Winner of the Pulitzer Prize for Fiction 2023
Winner of the Women's Prize for Fiction 2023
Demon Copperhead: a boy born to a teenaged single mother in a single-wide trailer, with no assets beyond his dead father’s good looks and copper-colored hair, a caustic wit, and a fierce talent for survival. Demon befriends us on this, his journey through the modern perils of foster care, child labor, derelict schools, athletic success, addiction, disastrous loves, and crushing losses. Through all of it, he reckons with his own invisibility in a popular culture where even the superheroes have abandoned rural people in favor of cities.
Inspired by the unflinching truth-telling of David Copperfield, Kingsolver enlists Dickens’ anger and compassion, and above all, his faith in the transformative powers of a good story. Demon Copperhead gives voice to a new generation of lost boys, and all those born into beautiful, cursed places they can’t imagine leaving behind.
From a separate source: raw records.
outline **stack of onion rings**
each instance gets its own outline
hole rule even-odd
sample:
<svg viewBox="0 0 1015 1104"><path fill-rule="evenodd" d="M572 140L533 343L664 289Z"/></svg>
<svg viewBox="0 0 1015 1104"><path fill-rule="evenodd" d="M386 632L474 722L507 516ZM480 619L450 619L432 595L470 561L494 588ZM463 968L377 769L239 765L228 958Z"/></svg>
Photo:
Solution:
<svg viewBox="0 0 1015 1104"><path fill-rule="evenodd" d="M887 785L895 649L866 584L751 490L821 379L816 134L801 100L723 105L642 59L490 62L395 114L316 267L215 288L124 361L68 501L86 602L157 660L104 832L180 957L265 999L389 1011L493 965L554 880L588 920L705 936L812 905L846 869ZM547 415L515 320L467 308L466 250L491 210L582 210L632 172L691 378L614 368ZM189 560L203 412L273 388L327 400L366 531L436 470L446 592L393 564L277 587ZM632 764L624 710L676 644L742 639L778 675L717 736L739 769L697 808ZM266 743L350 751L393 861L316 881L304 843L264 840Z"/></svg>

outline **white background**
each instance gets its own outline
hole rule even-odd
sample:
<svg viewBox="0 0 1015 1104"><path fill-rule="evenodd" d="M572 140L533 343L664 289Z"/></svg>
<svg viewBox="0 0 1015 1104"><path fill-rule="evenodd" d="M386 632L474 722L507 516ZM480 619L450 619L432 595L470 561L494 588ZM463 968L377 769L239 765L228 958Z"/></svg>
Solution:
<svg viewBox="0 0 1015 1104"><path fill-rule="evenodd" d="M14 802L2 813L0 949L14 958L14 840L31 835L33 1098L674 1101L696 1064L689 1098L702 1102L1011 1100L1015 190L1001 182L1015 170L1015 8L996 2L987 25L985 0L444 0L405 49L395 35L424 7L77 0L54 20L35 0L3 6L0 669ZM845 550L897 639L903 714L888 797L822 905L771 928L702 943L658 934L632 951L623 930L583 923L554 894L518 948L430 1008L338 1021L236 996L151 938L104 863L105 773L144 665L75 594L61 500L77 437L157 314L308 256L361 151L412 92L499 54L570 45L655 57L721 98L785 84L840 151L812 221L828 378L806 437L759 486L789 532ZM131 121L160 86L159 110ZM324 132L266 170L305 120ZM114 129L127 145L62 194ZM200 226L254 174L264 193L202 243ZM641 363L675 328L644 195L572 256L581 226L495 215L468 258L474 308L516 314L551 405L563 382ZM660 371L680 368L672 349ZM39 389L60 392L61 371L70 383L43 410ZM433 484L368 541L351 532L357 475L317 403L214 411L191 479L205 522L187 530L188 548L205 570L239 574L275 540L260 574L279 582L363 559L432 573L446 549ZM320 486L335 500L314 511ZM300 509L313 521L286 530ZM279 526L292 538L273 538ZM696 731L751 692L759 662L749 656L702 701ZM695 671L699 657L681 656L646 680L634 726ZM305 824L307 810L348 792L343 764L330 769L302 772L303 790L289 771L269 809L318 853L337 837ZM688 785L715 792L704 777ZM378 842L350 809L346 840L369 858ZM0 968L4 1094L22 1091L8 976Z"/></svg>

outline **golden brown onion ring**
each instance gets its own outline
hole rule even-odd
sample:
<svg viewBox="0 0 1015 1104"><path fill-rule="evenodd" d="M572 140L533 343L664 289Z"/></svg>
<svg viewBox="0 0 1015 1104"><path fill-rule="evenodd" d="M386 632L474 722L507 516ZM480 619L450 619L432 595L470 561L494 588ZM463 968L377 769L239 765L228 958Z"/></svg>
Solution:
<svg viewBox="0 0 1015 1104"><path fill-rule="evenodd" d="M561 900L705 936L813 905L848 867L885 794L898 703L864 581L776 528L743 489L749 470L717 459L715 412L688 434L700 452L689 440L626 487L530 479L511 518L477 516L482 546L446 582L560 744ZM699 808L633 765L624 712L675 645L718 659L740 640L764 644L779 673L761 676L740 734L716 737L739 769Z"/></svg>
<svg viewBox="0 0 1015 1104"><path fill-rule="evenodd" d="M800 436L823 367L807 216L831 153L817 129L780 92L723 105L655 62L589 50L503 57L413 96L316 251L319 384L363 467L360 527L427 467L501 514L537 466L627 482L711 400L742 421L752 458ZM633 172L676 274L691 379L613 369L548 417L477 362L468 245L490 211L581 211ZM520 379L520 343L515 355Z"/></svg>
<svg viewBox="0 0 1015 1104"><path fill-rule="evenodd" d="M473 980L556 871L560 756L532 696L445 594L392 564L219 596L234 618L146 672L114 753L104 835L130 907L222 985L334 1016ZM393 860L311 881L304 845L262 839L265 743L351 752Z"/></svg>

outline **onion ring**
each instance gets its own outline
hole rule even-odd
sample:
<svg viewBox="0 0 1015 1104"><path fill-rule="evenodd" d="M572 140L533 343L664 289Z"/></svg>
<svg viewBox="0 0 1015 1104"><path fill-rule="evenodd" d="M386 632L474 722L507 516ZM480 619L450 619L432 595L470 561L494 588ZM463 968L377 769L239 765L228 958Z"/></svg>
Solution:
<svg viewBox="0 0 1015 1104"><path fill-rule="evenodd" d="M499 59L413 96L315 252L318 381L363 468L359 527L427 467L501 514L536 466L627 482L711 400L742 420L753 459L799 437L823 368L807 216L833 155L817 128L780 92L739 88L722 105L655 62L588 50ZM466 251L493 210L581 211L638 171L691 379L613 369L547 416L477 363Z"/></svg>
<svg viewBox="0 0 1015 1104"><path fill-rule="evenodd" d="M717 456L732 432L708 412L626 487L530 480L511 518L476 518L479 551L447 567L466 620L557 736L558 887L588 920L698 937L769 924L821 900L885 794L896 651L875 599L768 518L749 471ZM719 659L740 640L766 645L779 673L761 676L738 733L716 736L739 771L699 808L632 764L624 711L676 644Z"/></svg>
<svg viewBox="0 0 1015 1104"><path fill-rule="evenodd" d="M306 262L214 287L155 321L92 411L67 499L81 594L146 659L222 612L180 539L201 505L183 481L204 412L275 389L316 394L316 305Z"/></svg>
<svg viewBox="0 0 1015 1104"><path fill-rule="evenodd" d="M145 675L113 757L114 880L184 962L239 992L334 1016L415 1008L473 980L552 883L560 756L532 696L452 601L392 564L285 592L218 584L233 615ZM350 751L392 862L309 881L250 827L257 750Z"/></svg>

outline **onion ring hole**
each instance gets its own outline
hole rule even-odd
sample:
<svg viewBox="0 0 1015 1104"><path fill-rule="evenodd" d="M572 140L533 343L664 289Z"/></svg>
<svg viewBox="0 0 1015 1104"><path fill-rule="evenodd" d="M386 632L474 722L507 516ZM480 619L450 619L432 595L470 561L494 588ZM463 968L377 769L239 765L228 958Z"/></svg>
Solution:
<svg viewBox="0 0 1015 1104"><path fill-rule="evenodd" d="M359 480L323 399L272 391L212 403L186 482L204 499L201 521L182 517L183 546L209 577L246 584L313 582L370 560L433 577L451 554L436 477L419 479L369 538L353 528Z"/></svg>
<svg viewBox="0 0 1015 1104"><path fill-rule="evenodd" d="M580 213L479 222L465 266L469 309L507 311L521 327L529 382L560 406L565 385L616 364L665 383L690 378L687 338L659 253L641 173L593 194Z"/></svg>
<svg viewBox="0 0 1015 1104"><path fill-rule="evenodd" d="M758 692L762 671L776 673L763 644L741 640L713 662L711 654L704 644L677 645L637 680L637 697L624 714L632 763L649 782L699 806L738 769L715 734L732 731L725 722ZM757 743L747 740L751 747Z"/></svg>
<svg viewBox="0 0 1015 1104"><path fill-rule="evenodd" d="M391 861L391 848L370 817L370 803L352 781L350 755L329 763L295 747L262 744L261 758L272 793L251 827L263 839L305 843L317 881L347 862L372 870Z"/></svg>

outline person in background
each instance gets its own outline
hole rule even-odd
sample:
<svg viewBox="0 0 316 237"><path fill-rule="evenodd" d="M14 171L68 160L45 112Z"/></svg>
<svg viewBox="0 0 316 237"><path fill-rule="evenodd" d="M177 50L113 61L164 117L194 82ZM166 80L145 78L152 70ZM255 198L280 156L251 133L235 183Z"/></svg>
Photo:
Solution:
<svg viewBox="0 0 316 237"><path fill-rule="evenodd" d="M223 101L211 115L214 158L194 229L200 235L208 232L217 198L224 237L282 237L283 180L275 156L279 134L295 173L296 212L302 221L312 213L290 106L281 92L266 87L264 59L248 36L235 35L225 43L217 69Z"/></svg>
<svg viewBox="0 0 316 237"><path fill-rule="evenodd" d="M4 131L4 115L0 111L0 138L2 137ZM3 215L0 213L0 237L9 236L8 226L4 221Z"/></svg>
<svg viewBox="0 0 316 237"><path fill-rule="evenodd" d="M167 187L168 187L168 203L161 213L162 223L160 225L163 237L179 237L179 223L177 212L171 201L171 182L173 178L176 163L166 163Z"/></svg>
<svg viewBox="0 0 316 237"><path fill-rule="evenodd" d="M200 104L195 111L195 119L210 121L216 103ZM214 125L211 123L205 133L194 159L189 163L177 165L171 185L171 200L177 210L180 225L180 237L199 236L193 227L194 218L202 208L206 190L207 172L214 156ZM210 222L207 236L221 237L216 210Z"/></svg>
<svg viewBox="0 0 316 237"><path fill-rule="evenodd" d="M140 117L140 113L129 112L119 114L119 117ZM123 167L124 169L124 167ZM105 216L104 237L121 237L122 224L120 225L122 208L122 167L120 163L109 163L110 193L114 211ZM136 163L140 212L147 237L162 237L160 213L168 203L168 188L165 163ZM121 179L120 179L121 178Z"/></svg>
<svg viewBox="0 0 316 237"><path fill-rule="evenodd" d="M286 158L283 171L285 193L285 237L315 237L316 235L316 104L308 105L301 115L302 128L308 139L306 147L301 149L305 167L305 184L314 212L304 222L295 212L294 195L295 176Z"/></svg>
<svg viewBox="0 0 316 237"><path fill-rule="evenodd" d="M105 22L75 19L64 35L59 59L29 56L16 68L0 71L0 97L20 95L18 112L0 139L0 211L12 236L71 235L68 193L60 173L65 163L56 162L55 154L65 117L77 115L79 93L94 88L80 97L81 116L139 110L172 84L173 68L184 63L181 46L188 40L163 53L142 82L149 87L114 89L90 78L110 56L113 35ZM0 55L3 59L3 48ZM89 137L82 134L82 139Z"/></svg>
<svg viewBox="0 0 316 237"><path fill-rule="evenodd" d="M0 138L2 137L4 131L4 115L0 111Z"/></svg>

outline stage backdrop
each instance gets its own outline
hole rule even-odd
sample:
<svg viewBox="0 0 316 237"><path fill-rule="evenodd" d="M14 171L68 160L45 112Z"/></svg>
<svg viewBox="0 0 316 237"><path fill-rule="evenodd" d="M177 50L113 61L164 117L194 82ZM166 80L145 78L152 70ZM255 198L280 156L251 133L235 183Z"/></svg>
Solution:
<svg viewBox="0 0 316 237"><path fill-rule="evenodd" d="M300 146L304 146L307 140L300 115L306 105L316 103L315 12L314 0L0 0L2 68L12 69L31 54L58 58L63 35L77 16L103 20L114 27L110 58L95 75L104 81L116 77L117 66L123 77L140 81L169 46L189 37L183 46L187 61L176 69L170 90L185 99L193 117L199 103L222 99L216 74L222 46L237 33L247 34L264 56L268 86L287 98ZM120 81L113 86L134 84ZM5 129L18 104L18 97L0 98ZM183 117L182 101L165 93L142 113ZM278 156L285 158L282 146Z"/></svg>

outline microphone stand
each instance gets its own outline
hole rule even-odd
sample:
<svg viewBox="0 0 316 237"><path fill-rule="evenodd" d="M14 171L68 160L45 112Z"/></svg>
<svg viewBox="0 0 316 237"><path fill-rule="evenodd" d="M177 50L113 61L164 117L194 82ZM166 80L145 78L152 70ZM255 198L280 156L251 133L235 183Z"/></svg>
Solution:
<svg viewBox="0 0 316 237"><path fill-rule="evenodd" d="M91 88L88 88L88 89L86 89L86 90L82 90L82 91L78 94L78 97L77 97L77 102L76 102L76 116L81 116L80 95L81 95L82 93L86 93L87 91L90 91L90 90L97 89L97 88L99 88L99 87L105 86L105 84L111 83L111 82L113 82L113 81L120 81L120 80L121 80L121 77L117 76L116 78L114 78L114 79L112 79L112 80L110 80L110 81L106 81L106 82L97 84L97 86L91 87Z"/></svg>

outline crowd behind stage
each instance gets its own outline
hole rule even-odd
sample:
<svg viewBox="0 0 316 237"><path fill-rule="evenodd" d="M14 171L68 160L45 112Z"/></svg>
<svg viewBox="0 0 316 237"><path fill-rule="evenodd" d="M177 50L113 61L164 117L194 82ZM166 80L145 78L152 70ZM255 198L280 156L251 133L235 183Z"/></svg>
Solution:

Barbara Kingsolver reimagines and recaptures the soul and spirit of Charles Dickens’ David Copperfield in her breathtaking new novel set in modern Southern Appalachia, USA. Damon (quickly nicknamed Demon) was never destined to live an easy life. Born to a single teenaged mother who lives in a trailer park with her abusive older boyfriend, he is only equipped with a few weapons in life: his dead father’s good looks, his devilish charm and a knack for survival. As the reader, you are constantly in awe as you watch Demon brave the dangers of foster care, child labour, drug addiction during an opioid epidemic, poverty and starvation.
Because of his rough childhood, Demon has had to grow up quicker to survive. His view of the world is more jaded than the other children around him, and his brain is sharpened with lightning-speed cunning and wit. But it is admirable seeing how his heart has not hardened, softening for the friends he makes, the sweethearts he falls for, and the strangers he meets along the way who unexpectedly help banish the demons in his life.
Demon’s story is plagued with tragedies, some scenes so unbearably sad and harrowing one cannot imagine how someone as young as he could keep going. But he talks through his experiences to the reader in a conversational manner, bringing a mischievous magnetism and wily sense of humour that warms your heart and imprints the character in your brain long after putting down the book. He is a hero worth rooting for.
Dickens called David Copperfield his ‘favourite child’, and I personally believe that he would have been proud to see Kingsolver’s unforgettable epic, and perhaps would have even called it his ‘favourite grandchild’. It is a wondrous coming-of-age story worthy of comparison to its inspiration.